How does one of the world’s most populous centers, a city of concrete, glass, and steel, feed itself? Feeding New York shows the complex choreography of distribution that keeps New Yorkers fed. It’s a dance of supply and demand that happens in cities all over the world, every day.
Just after midnight, we prowl the streets of the Bronx where barbed wire fences hide the world’s largest produce market. Inside, the three kilometre stretch of loading docks displays almost every fruit and vegetable imaginable. Meet Mario Andreani, and watch him in action as he moves hundreds of tonnes of produce in just one night.
At 2 am in Chelsea market, they’re busy making a lot of dough.
Overnight, they will make thousands of loaves of bread, rolls, and buns by hand, hundreds of which will soon be transformed into sandwiches at Financier Patisserie, near Wall Street.
There, owner Eric Bedoucha, describes his passion for patisserie, a culinary art that he learned as a teenager in Paris. Eric keeps the pulse of Wall St. by the number of cakes he sells. When times are bad, sales go up, as more laid-off employees receive goodbye cakes.
At 4 am, forklifts speed through a refrigerated warehouse the size of three football fields. This is the New Fulton Fish Market at ‘rush hour.’ Fishmongers smoke stogies and swing fishhooks as they sell the day’s catch from around the world.
Just after 6 in the morning at Manhattan’s Union Square Greenmarket Karen Weinberg sets up her booth. She has driven overnight from her farm in Upper State New York to sell her cheese and lamb directly to New Yorkers who want to know where their food actually comes from.
One of her buyers is chef Michael Anthony, whose entire food philosophy revolves around locally grown and raised food. He is searching for ingredients he can use in his menu at Gramercy Tavern later tonight. For years, he trained in Japan and Europe, and now he’s one of the most popular chefs in the city.

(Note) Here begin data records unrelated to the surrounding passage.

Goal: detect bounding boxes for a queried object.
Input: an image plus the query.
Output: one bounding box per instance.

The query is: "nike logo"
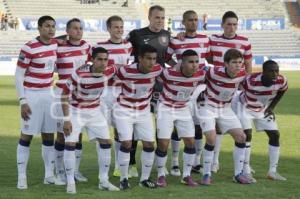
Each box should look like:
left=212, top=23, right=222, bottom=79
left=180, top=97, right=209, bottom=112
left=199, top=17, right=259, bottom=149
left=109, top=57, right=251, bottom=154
left=181, top=44, right=188, bottom=48
left=38, top=53, right=45, bottom=57
left=17, top=162, right=24, bottom=165
left=145, top=165, right=152, bottom=168
left=64, top=52, right=72, bottom=57
left=143, top=38, right=150, bottom=43
left=65, top=168, right=72, bottom=171
left=120, top=164, right=127, bottom=167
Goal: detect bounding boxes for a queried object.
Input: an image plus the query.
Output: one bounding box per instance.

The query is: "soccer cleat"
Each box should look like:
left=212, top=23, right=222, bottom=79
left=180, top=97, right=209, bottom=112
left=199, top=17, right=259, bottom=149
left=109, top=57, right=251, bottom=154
left=120, top=178, right=130, bottom=190
left=66, top=183, right=76, bottom=194
left=181, top=176, right=198, bottom=187
left=192, top=164, right=203, bottom=174
left=17, top=178, right=28, bottom=190
left=233, top=173, right=252, bottom=184
left=156, top=176, right=167, bottom=188
left=128, top=166, right=139, bottom=178
left=243, top=173, right=257, bottom=183
left=44, top=176, right=56, bottom=184
left=55, top=174, right=67, bottom=185
left=201, top=174, right=212, bottom=185
left=164, top=167, right=169, bottom=175
left=139, top=179, right=157, bottom=189
left=170, top=166, right=181, bottom=176
left=113, top=168, right=121, bottom=177
left=211, top=163, right=219, bottom=173
left=267, top=172, right=287, bottom=181
left=99, top=181, right=120, bottom=191
left=74, top=171, right=88, bottom=182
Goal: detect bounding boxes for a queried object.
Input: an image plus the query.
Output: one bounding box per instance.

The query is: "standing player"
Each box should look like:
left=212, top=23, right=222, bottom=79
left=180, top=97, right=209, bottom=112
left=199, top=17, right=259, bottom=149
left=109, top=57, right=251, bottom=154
left=166, top=10, right=210, bottom=176
left=196, top=49, right=252, bottom=185
left=208, top=11, right=253, bottom=173
left=155, top=50, right=205, bottom=187
left=232, top=60, right=288, bottom=181
left=15, top=15, right=57, bottom=189
left=61, top=47, right=119, bottom=194
left=126, top=5, right=170, bottom=177
left=54, top=18, right=91, bottom=185
left=113, top=45, right=162, bottom=190
left=94, top=15, right=132, bottom=177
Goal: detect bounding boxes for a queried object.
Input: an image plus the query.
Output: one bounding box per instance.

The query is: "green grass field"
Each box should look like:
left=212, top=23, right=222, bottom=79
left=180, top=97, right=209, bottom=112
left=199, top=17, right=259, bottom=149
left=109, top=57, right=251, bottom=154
left=0, top=72, right=299, bottom=199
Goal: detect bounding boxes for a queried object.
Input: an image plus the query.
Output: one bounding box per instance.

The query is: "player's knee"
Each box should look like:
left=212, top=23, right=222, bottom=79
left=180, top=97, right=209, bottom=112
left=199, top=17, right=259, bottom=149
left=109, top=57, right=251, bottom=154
left=41, top=133, right=54, bottom=141
left=143, top=145, right=154, bottom=153
left=142, top=141, right=154, bottom=150
left=157, top=140, right=169, bottom=152
left=244, top=129, right=252, bottom=142
left=266, top=130, right=280, bottom=147
left=19, top=138, right=32, bottom=147
left=183, top=137, right=195, bottom=147
left=56, top=132, right=65, bottom=144
left=98, top=139, right=112, bottom=145
left=20, top=133, right=33, bottom=143
left=121, top=140, right=132, bottom=150
left=234, top=131, right=246, bottom=143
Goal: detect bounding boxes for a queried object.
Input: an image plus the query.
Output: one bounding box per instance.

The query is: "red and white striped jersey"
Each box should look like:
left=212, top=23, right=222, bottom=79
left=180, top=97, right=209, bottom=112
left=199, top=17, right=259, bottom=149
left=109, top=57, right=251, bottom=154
left=115, top=63, right=162, bottom=110
left=94, top=40, right=132, bottom=86
left=204, top=66, right=246, bottom=108
left=166, top=34, right=210, bottom=68
left=209, top=34, right=252, bottom=67
left=158, top=68, right=206, bottom=108
left=239, top=73, right=288, bottom=112
left=64, top=64, right=117, bottom=109
left=16, top=38, right=57, bottom=89
left=56, top=40, right=91, bottom=89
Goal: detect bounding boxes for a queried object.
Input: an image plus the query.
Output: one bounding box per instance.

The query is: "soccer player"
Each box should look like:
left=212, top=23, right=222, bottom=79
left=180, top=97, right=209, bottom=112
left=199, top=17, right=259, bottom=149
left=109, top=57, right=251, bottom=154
left=166, top=10, right=210, bottom=176
left=15, top=15, right=57, bottom=189
left=196, top=49, right=252, bottom=185
left=113, top=44, right=162, bottom=190
left=126, top=5, right=170, bottom=177
left=208, top=11, right=253, bottom=173
left=61, top=47, right=119, bottom=194
left=155, top=50, right=205, bottom=187
left=232, top=60, right=288, bottom=182
left=94, top=15, right=132, bottom=178
left=54, top=18, right=91, bottom=185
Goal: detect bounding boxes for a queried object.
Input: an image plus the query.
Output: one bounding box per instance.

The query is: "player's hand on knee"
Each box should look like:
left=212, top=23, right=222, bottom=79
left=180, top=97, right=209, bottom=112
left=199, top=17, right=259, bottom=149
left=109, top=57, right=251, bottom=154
left=264, top=108, right=275, bottom=121
left=63, top=121, right=72, bottom=136
left=21, top=103, right=31, bottom=121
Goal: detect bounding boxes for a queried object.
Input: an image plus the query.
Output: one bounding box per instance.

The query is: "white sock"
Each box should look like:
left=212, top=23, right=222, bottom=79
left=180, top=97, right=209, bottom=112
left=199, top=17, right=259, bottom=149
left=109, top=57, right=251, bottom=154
left=75, top=148, right=82, bottom=173
left=64, top=148, right=76, bottom=184
left=42, top=144, right=55, bottom=178
left=269, top=145, right=280, bottom=173
left=140, top=150, right=154, bottom=181
left=118, top=149, right=130, bottom=181
left=97, top=144, right=111, bottom=183
left=213, top=134, right=222, bottom=165
left=233, top=145, right=246, bottom=176
left=17, top=143, right=30, bottom=179
left=114, top=140, right=120, bottom=170
left=194, top=139, right=202, bottom=166
left=171, top=140, right=180, bottom=167
left=203, top=148, right=214, bottom=176
left=54, top=142, right=65, bottom=175
left=183, top=150, right=195, bottom=177
left=243, top=142, right=251, bottom=174
left=155, top=150, right=167, bottom=177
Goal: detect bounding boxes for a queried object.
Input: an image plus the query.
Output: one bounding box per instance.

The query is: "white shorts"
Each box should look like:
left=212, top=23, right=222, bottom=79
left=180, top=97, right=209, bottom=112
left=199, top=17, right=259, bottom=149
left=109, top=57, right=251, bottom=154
left=232, top=95, right=278, bottom=131
left=52, top=87, right=64, bottom=133
left=21, top=89, right=57, bottom=135
left=196, top=104, right=242, bottom=134
left=100, top=86, right=121, bottom=126
left=65, top=107, right=110, bottom=143
left=189, top=84, right=206, bottom=125
left=113, top=104, right=155, bottom=142
left=157, top=103, right=195, bottom=139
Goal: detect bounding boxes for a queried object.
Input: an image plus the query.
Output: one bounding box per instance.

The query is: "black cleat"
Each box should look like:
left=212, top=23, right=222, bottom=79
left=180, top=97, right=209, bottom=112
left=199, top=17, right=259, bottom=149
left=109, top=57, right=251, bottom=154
left=139, top=179, right=157, bottom=189
left=120, top=178, right=130, bottom=190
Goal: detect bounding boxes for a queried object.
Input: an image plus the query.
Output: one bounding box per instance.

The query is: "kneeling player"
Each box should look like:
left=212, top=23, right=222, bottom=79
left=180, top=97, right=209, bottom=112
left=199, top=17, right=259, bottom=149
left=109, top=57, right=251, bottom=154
left=155, top=50, right=205, bottom=187
left=196, top=49, right=252, bottom=185
left=61, top=47, right=119, bottom=194
left=232, top=60, right=288, bottom=181
left=113, top=45, right=162, bottom=190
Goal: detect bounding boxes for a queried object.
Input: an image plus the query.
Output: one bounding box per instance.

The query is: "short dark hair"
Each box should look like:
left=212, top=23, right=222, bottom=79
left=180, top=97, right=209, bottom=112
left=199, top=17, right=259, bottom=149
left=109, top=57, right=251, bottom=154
left=263, top=60, right=279, bottom=71
left=92, top=47, right=108, bottom=59
left=66, top=18, right=81, bottom=30
left=139, top=44, right=157, bottom=57
left=38, top=15, right=55, bottom=27
left=148, top=5, right=164, bottom=17
left=182, top=49, right=198, bottom=58
left=222, top=11, right=238, bottom=24
left=224, top=49, right=243, bottom=63
left=183, top=10, right=197, bottom=21
left=106, top=15, right=123, bottom=28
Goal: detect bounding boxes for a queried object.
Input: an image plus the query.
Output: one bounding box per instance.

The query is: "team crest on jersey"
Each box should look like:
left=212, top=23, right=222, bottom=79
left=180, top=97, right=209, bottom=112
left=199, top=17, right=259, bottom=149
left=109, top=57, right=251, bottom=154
left=159, top=36, right=169, bottom=46
left=193, top=81, right=198, bottom=87
left=18, top=52, right=26, bottom=61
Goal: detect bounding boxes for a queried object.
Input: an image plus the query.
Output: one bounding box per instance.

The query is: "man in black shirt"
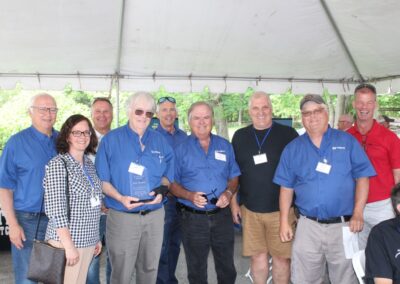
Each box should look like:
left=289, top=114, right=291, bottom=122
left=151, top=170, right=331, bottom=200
left=231, top=91, right=298, bottom=284
left=365, top=183, right=400, bottom=284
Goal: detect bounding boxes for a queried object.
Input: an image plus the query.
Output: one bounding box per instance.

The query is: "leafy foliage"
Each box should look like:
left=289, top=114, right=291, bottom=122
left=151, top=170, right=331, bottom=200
left=0, top=87, right=398, bottom=150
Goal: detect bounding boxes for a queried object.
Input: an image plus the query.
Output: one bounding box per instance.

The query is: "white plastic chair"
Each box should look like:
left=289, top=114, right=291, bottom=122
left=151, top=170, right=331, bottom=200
left=352, top=249, right=366, bottom=284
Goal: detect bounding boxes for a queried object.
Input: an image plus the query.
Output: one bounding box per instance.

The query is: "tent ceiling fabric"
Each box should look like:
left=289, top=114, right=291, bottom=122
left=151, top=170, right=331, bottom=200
left=0, top=0, right=399, bottom=94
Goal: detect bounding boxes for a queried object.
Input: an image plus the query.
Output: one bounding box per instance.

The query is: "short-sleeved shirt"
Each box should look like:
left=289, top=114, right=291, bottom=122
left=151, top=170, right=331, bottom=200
left=174, top=134, right=241, bottom=210
left=0, top=126, right=58, bottom=212
left=155, top=124, right=187, bottom=149
left=44, top=154, right=102, bottom=248
left=96, top=124, right=174, bottom=212
left=232, top=123, right=298, bottom=213
left=273, top=127, right=376, bottom=219
left=365, top=217, right=400, bottom=283
left=348, top=120, right=400, bottom=203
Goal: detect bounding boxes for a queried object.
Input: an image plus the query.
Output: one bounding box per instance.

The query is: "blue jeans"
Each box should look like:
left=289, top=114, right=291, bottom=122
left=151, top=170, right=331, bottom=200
left=156, top=197, right=181, bottom=284
left=180, top=206, right=236, bottom=284
left=86, top=214, right=111, bottom=284
left=12, top=211, right=48, bottom=284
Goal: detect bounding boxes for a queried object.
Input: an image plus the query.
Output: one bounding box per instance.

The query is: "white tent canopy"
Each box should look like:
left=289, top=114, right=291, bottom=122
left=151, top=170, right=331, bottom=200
left=1, top=0, right=400, bottom=94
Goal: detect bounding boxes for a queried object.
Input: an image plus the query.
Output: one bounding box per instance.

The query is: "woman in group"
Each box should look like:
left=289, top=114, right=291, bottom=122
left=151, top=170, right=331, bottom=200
left=44, top=114, right=102, bottom=284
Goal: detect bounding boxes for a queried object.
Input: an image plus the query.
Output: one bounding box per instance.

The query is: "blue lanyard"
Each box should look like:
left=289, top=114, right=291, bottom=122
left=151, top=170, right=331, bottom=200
left=253, top=124, right=273, bottom=154
left=82, top=162, right=96, bottom=191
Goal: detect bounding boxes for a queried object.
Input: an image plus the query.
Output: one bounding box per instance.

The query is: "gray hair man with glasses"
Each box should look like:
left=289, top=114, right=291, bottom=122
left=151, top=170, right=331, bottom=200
left=95, top=92, right=174, bottom=284
left=0, top=93, right=59, bottom=283
left=274, top=94, right=375, bottom=283
left=337, top=114, right=354, bottom=131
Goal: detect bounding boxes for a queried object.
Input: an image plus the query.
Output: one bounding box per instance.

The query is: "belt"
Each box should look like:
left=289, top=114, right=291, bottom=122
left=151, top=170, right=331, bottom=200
left=177, top=203, right=221, bottom=216
left=127, top=210, right=152, bottom=216
left=304, top=215, right=352, bottom=224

Celebrity chef Daniel Boulud needs the best to satisfy his demanding customers. There are 23,000 restaurants to choose from in New York, and he has to provide the ultimate in food. Luckily for him, gourmet food salesman John Magazino has just returned from hunting white truffles in secret forests in Italy.
He scored, and has rushed his rare delicacies overnight to New York. Jet-lagged from a red-eye flight, he heads to Restaurant Daniel at four in the afternoon to try to sell them. At $2500 a pound, these exotic fungi are a hot commodity, and the negotiation is almost like a drug deal.
Amid all the markets and restaurants, two men are committed to feeding New York’s hungry. Lex Wilder is a food rescuer for City Harvest who scours the city, trying to help feed 1.3 million New Yorkers who don’t get enough to eat.
And chef Michael Ennes in West Harlem often takes that food to make ‘gourmet’ meals. His philosophy is that it doesn’t matter if you pay $100 or if you pay nothing, the meal has to please the customer.
Across the city, the dance continues. Feeding New York reveals a complex, hidden world that few know about, but everyone relies on.